И что прикажете делать? Наорать на него? Влепить пощечину? Вихрем вылететь из ресторана?
— О'кей. Послушайте… Во-первых, вы меня не знаете — вы сами это сказали. Во-вторых, я не чувствую себя ущербной…
— Чувствуете. Это очевидно. И меня это ставит в тупик. Посмотрите на себя. Вы профессионал. Вы успешны. Вы… — он подбирает слова, — вы привлекательны. Почему же вы считаете, что Тэвиши «совсем другие»?
— Потому что они важные, знаменитые люди! Они гении, и их обязательно посвятят в рыцари, а мой дядя — обычный стоматолог из Тонтона…
Так. Я высказалась достаточно ясно.
— А кто ваш отец?
Ну вот. Он задал этот вопрос.
— Он умер. Мои родители умерли. Автомобильная катастрофа десять лет тому назад. — Откидываюсь на спинку стула, ожидая, что повиснет неловкая пауза.
Его реакция может быть какой угодно. Молчание. Рука, прижатая ко рту. Он может задохнуться от наплыва чувств.® Издать восклицание. Сменить тему. Проявить нездоровое любопытство. Рассказать о еще более ужасной катастрофе, в которую попала тетушка друга его друзей.
Одна девушка разразилась слезами. Я смотрела, как она всхлипывает, и искала для нее бумажный носовой платок.

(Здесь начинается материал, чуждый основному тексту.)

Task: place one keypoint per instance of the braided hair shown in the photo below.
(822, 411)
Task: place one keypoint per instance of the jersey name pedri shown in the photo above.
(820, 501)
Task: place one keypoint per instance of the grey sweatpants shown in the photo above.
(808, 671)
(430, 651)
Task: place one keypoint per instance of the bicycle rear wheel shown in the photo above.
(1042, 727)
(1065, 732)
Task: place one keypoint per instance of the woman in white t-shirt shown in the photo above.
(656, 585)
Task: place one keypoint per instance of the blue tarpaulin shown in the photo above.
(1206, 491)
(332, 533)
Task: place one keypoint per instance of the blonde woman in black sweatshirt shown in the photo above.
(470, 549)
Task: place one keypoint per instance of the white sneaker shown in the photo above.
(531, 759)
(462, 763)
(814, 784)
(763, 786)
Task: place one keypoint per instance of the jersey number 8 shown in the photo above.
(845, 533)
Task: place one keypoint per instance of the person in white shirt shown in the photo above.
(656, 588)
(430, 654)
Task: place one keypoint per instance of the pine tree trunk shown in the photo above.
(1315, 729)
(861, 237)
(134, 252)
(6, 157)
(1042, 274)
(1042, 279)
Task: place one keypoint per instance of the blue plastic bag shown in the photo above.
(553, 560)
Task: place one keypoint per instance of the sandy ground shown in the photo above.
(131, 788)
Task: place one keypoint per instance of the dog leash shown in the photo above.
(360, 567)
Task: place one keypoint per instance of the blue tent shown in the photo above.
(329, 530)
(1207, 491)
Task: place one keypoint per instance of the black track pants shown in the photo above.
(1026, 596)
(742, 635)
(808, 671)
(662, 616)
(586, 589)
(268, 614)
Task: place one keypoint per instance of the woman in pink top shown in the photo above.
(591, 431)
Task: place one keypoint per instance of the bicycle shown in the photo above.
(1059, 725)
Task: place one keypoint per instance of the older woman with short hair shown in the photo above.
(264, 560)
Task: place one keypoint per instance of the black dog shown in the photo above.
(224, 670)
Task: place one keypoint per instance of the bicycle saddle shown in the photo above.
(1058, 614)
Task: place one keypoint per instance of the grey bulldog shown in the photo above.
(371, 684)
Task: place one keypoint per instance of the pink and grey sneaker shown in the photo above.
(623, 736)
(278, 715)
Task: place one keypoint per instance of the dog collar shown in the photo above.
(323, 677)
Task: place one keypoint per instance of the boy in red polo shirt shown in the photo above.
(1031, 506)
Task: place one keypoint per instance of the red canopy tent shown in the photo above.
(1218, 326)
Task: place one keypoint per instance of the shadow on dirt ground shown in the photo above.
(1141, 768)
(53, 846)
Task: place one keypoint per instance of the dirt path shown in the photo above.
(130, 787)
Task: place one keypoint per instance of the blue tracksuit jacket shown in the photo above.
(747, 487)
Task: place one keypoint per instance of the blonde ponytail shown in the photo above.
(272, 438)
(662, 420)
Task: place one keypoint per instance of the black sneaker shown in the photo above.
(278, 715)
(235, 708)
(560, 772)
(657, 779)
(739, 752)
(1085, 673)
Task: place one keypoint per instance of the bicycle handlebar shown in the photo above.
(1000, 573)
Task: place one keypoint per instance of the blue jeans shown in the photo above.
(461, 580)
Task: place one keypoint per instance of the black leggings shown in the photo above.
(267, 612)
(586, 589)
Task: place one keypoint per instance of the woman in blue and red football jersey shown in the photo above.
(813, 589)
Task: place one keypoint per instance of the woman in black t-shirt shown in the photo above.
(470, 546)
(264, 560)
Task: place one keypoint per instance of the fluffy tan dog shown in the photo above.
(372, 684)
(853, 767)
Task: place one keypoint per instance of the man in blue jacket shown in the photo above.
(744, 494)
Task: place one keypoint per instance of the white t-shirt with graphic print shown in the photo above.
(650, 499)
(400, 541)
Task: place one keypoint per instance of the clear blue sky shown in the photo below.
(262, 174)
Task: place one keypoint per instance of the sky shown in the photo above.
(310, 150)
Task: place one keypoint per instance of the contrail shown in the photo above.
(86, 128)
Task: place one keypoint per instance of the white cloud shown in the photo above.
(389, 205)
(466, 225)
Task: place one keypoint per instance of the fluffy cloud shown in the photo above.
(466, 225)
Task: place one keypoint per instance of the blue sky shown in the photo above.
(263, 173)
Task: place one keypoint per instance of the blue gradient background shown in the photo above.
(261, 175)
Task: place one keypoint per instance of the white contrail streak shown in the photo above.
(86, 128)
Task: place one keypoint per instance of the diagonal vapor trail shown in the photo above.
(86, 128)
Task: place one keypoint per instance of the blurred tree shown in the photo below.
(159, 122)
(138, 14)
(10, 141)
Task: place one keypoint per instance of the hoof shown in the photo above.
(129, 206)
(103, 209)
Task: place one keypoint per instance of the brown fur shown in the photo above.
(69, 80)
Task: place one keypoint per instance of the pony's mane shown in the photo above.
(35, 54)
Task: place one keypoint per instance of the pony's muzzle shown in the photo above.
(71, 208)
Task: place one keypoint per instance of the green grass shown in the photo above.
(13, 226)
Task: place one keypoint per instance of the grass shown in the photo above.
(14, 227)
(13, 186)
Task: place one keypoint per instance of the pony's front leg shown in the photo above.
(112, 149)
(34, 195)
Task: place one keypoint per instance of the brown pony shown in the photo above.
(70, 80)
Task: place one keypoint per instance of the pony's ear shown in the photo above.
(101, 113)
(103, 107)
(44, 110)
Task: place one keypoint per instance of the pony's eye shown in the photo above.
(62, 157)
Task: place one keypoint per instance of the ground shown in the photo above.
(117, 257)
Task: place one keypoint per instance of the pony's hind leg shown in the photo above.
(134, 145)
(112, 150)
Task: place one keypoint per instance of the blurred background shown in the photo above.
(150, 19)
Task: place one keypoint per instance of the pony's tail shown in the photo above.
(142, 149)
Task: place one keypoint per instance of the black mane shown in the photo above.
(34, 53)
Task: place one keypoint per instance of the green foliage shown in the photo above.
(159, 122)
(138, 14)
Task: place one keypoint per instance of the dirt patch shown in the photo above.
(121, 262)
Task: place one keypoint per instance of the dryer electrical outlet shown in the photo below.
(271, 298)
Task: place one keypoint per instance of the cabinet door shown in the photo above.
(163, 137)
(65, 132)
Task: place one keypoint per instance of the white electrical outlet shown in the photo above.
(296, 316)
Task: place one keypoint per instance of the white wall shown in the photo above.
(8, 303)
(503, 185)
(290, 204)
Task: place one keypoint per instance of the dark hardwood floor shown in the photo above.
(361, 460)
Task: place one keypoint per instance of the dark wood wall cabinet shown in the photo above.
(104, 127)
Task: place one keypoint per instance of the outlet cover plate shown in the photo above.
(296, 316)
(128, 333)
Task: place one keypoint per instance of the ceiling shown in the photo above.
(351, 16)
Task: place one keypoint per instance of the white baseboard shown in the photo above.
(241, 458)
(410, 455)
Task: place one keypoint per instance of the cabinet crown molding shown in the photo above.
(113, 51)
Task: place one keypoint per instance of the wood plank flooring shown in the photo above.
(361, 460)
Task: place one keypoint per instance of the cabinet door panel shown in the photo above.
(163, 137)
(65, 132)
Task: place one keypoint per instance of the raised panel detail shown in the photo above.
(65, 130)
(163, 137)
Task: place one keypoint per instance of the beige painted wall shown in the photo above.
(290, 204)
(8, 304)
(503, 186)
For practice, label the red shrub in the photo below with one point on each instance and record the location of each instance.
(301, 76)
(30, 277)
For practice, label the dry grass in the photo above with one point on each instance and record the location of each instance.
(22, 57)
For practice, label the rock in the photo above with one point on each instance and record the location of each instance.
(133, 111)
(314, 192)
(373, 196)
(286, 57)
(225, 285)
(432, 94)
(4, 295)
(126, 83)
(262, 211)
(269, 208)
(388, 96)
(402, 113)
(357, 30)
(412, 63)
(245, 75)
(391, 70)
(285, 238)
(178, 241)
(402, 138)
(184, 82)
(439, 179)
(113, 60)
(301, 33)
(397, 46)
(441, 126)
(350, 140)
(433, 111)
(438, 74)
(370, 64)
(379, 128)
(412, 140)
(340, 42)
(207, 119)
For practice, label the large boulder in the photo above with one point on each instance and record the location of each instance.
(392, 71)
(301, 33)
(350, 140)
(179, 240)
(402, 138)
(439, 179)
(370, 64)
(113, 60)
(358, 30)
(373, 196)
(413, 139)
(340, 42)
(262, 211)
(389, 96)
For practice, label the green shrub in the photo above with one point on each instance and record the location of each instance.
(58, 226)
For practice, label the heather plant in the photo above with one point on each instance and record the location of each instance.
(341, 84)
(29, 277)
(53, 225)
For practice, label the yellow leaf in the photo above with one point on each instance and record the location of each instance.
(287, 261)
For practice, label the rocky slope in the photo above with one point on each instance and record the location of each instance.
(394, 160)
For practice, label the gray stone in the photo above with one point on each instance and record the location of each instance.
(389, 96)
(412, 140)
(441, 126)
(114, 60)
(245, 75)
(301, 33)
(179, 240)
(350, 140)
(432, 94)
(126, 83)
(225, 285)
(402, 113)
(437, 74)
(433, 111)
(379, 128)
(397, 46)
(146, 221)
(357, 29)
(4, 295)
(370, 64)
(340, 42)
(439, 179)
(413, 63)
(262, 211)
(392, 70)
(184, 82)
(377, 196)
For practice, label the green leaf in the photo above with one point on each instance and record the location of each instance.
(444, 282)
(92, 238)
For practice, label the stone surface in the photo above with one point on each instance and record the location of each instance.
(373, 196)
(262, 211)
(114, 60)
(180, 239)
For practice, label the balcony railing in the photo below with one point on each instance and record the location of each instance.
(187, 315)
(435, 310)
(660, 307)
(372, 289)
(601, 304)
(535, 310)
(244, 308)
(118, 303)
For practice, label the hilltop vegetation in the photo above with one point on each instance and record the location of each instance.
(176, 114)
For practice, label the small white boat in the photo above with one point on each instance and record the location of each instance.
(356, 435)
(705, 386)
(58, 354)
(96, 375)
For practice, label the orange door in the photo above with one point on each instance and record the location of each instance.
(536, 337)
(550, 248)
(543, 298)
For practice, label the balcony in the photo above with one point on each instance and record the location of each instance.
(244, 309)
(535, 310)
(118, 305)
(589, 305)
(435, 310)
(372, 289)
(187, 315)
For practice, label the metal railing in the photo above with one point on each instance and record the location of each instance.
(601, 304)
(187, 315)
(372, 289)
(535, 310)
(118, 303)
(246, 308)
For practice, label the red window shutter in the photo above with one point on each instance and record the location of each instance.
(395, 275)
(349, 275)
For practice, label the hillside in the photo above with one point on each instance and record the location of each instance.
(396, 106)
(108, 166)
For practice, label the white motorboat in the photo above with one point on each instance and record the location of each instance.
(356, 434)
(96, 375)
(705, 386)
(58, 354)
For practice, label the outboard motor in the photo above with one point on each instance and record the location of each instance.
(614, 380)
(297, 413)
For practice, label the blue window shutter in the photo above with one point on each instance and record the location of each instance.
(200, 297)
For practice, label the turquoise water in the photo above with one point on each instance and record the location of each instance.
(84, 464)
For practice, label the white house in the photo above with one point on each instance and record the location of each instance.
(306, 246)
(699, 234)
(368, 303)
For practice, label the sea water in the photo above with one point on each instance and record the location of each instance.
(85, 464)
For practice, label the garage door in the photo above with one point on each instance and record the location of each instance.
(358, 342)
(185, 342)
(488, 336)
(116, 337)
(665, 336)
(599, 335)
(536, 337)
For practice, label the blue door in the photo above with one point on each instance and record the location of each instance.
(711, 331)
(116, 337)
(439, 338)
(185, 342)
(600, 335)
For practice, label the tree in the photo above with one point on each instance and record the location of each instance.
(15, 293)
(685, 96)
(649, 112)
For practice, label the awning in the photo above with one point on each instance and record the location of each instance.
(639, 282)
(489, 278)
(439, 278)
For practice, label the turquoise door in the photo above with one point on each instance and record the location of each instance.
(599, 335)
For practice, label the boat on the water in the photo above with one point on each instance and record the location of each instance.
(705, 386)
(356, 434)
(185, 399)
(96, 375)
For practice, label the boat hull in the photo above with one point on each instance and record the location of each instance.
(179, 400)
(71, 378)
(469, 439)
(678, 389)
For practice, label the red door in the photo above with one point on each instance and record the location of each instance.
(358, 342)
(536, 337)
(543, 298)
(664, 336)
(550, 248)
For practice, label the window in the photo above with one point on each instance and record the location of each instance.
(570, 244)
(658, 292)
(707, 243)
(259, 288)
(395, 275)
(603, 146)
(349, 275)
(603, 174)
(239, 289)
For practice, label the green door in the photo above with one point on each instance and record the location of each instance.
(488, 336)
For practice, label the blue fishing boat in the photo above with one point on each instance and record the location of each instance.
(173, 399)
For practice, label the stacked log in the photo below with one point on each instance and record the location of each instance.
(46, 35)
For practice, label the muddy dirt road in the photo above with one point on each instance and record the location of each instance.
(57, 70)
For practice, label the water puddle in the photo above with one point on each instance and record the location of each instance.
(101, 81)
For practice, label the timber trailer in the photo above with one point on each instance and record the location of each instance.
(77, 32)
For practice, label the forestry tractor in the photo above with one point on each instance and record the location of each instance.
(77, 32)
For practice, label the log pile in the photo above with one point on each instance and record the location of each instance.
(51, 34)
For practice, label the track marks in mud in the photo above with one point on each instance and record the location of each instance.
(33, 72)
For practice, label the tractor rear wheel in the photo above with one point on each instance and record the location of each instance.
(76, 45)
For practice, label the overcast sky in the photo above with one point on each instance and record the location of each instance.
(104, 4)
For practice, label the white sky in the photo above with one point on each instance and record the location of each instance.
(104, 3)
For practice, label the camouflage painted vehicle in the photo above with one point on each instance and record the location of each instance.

Но… странно как-то. Никакой неловкости не возникло. Сэм не отвел взгляда. Не стал прочищать горло, ловить ртом воздух или заговаривать о другом.
— Оба одновременно? — наконец тихо спрашивает он.
— Мама умерла на месте. А отец на следующий день, — горько улыбаюсь я. — Но я не попрощалась с ним. Он не пришел в сознание.
Я давно поняла, что улыбка — единственный способ сохранить самообладание при таких беседах.
Официант приносит кофе, и несколько мгновений мы молчим.
— Мне очень, очень жаль.
— Я пережила это. — Голос у меня спокойный. — Мы стали жить с дядей, он стоматолог, а тетя — ассистентка стоматолога. Они воспитали нас — меня и моих младших братьев. Так что… у меня все хорошо. Все хорошо.
Стараясь избежать его взгляда, помешиваю капучино и отпиваю глоток.
— Это многое объясняет, — наконец говорит Сэм.
Его сочувствие невыносимо. Я не способна выносить ничье сочувствие.
— Ничего это не объясняет, — отрезаю я. — Это случилось много лет назад. Все в прошлом, я взрослая и справилась с этим, понятно? Так что вы не правы.
— Это объясняет, почему вы придаете такое значение зубам.
— О.
Туше.
— Да, я хорошо знаю об уходе за зубами.
Сэм вгрызается в печенье, я пью капучино.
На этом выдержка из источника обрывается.